Мифическая природа всего откроется лишь в предпоследней главе — на которой роман и оборвется. В некотором смысле это - роман-обманка. Почти восемь сотен страниц притворяясь реалистическим, физиологическим, психологическим, социологическим, авантюрным… — на последних страницах он вдруг взрывается мистерией. И читатель обнаруживает себя присутствующим при рождении нового мирообразующего мифа, столь же дикого и не укладывающегося в головах, каким, надо думать, было для современников раннее христианство.

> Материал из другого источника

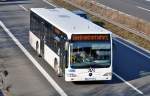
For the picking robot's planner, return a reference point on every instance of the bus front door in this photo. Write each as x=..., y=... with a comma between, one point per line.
x=42, y=39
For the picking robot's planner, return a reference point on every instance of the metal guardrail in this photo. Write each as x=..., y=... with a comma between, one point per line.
x=134, y=31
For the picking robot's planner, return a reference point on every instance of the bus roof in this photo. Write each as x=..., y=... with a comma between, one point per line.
x=69, y=22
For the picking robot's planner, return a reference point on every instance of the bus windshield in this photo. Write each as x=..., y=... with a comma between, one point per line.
x=90, y=54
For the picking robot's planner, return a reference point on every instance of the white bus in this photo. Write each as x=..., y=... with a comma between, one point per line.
x=73, y=46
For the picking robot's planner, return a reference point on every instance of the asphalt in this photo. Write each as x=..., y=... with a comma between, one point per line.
x=127, y=63
x=132, y=7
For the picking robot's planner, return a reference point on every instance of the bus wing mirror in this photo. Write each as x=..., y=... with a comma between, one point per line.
x=66, y=46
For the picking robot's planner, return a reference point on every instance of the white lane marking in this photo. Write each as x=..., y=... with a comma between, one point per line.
x=128, y=83
x=23, y=7
x=143, y=8
x=147, y=0
x=130, y=42
x=133, y=49
x=30, y=57
x=49, y=3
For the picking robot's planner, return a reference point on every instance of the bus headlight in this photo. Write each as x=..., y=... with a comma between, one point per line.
x=71, y=75
x=107, y=74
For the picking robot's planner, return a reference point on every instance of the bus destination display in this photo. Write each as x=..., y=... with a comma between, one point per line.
x=90, y=37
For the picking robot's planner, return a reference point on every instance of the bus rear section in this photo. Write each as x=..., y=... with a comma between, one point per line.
x=90, y=58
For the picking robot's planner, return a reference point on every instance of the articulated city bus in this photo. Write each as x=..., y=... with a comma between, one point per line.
x=73, y=46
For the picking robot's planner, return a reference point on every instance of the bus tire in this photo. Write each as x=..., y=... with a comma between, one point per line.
x=57, y=68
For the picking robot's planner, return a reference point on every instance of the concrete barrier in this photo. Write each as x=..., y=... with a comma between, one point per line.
x=134, y=24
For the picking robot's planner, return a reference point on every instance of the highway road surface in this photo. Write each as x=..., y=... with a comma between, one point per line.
x=137, y=8
x=131, y=65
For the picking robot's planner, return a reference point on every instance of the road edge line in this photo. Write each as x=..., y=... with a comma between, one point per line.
x=21, y=6
x=30, y=57
x=133, y=49
x=49, y=3
x=128, y=83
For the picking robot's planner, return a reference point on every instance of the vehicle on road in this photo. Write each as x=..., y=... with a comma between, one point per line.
x=74, y=47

10. Михаил Эпштейн. Проективный словарь гуманитарных наук

Главная книга философа Михаила Эпштейна, писавшаяся на протяжении тридцати трех лет, вбирает в себя опыт работы автора в разных областях гуманитарной мысли. Это - персональная теория культуры (и даже персональная культурная динамика, поскольку занимается культурой в аспекте движения и роста), персональная антропология; отчасти и персональная онтология. Но кроме того, этот текст текстов - еще и произведение своего рода искусства, - практически не осуществленного в нашей культуре и даже не осознанного в ней как следует. По существу это, конечно, никакой не словарь – не справочник, не сумма очевидного и устоявшегося (скорее, даже противоположность этому: сумма того, что мыслимо, возможно, воображаемо – и уж точно неочевидно). В отличие от типичных для нашей культуры словарей, картографирующих уже известные территории и помогающих на них ориентироваться, этот – карта того, что не пройдено еще никем (разве только неотделимой от воображения мыслью составителя), того, чему, может быть, еще предстоит возникнуть.